# Ich Depp!



## machente (26. Juni 2008)

Hallo,

hab mir Schmiedekunst auf 346 gemacht und was sehe ich jetzt? Gibt für 2700 Ehre wesentlich bessere Items jetzt ;( !  O MAN - wollt ich nur mal los werden.

MfG 


			Dieser Inhalt steht nur eingeloggten Mitgliedern zur Verfügung.


----------



## Monasaxx (26. Juni 2008)

machente schrieb:


> Hallo,
> 
> hab mir Schmiedekunst auf 346 gemacht und was sehe ich jetzt? Gibt für 2700 Ehre wesentlich bessere Items jetzt ;( !  O MAN - wollt ich nur mal los werden.
> 
> ...



ok danke für die Info..tschau^^


----------



## Toyuki (26. Juni 2008)

machente schrieb:


> Hallo,
> 
> hab mir Schmiedekunst auf 346 gemacht und was sehe ich jetzt? Gibt für 2700 Ehre wesentlich bessere Items jetzt ;( !  O MAN - wollt ich nur mal los werden.
> 
> ...



für fury´s ist die schmiedebare brust imba bei uns aufm server laufen selbst die t6 krieger mit swp items zum teil damit noch rum (haben ne taure der beide cleven hat und die brust^^)


----------



## Natureclaw (27. Juni 2008)

Zieh den Beruf trotzdem hoch - Man weiß nie, was noch kommt an neuen Rezepten.
Ausserdem wirst du mit dem Addon in deine bestehenden Rüstungsteile Sockelplätze drücken können ^^


----------



## TdS-Chlothar (27. Juni 2008)

Natureclaw schrieb:


> Ausserdem wirst du mit dem Addon in deine bestehenden Rüstungsteile Sockelplätze drücken können ^^




Verstehe ich nicht - das musst mir mal erklären.

Und wenn du schon mal dabei bist bitte mit link angeben.
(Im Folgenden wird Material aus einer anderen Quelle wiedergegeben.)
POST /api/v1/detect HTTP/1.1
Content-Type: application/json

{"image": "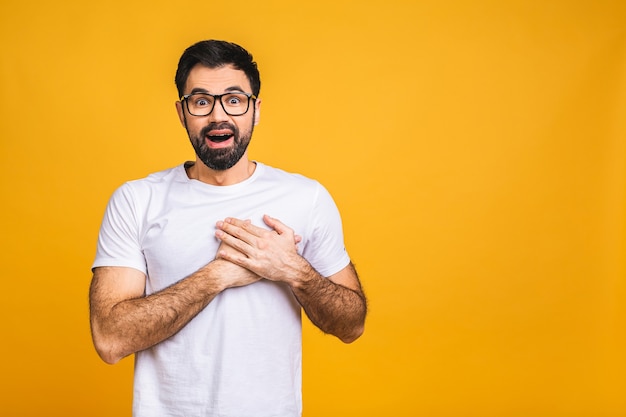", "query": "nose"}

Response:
[209,97,228,122]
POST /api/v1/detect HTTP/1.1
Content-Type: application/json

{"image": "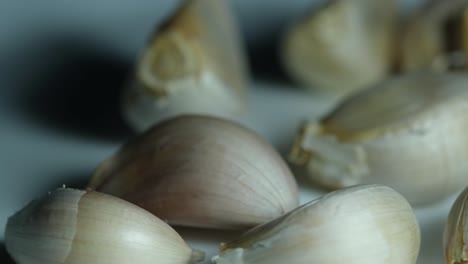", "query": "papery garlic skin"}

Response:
[444,188,468,264]
[282,0,396,96]
[123,0,248,131]
[290,73,468,205]
[212,185,420,264]
[5,189,203,264]
[398,0,468,72]
[89,116,299,229]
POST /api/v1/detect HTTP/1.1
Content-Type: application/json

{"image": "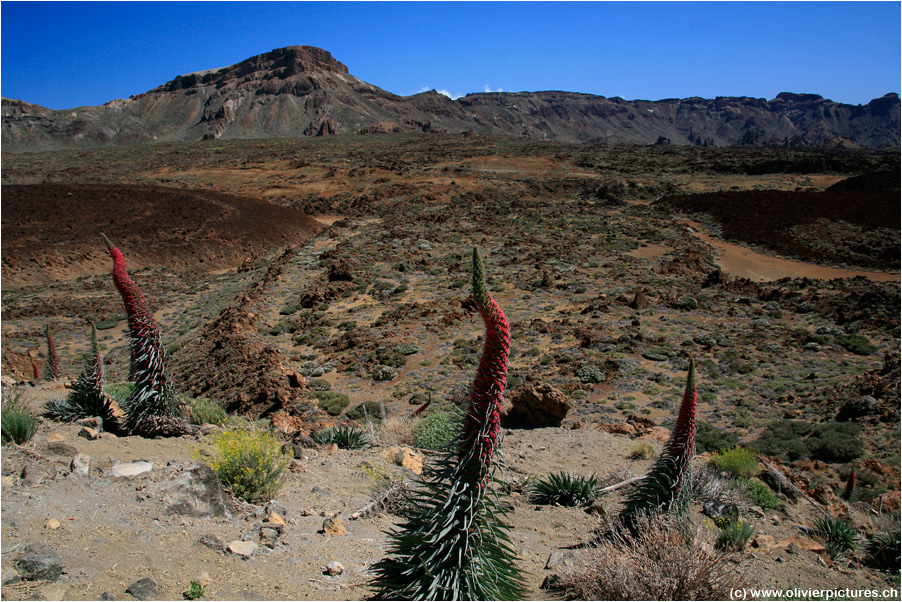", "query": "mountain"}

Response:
[2,46,900,152]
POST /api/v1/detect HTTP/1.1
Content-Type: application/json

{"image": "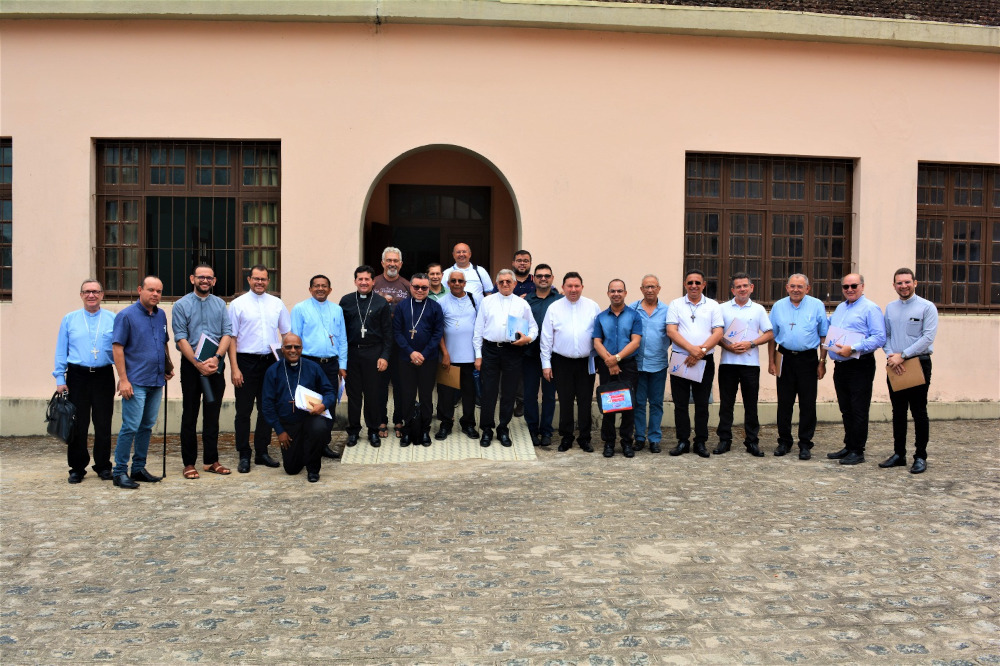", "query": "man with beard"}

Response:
[261,333,337,483]
[171,264,233,479]
[340,265,392,447]
[292,275,348,458]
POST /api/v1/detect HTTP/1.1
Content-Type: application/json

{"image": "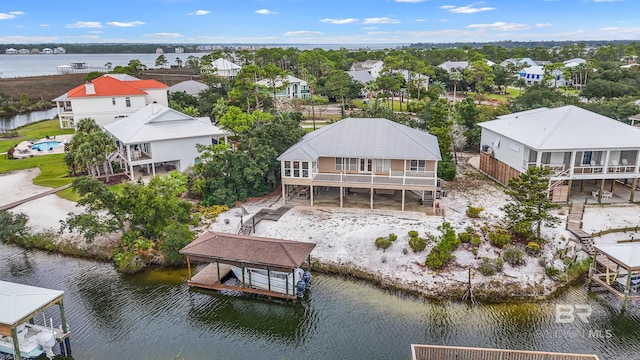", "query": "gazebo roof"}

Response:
[594,244,640,271]
[180,231,316,270]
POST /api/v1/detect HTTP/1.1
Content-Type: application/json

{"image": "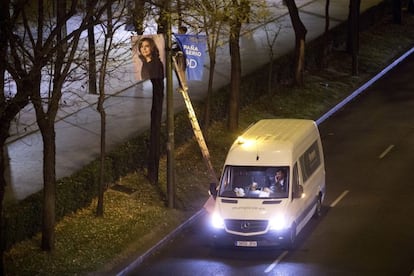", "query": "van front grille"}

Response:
[225,219,268,233]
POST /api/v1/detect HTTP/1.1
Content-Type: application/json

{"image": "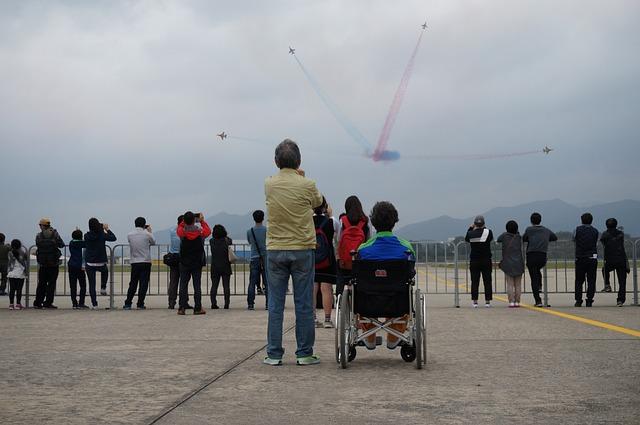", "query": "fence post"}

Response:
[542,266,549,307]
[453,243,460,308]
[24,246,33,308]
[633,239,640,305]
[106,245,116,310]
Und bitte nicht habe ich von einem Freund dessen Bekannter hat gehört.... 


			Dieser Inhalt steht nur eingeloggten Mitgliedern zur Verfügung.


----------



## Meredith (27. Juni 2008)

Bisher gibt es noch nichts blaues dazu, aber hartnäckige Gerüchte.
Schmiede sollen die Möglichkeit erhalten, Sockelplätze in Items zu erstellen und so einen weiteren Diamant einfügen zu können.

Damit will man Schmieden, wie den anderen Berufen auch, die Möglichkeit geben fortlaufend eine Einnahmequelle zu haben.

Leider wird es wohl nicht so sein, dass man einfach nur Schmied 450 werden muss und direkt 10k überwiesen bekommt 


			Dieser Inhalt steht nur eingeloggten Mitgliedern zur Verfügung.
        

 , wenn es denn überhaupt kommt.


----------



## mofsens (27. Juni 2008)

Ich Depp!........Nein! selbst wenn in deinen augen es unnoetig erscheint, es kommen bestimmt noch rezepte etc, wo du schmiedekunst lieben wirst, falls geskillt 


			Dieser Inhalt steht nur eingeloggten Mitgliedern zur Verfügung.


----------



## Meredith (27. Juni 2008)

Jupp, mit BC waren Schmiede auch anfangs Top, es gab keine bessere Möglichkeit für gute Waffen und die Off-Brust.
Erst mit MH und BT gab es Alternativen und da dort mittlerweile sich auch einige tummeln ist Schmieden uninteressanter geworden. 
Die beiden Schmiederezepte aus BT sind nur mittelmäßig, da zuviel Ausdauer.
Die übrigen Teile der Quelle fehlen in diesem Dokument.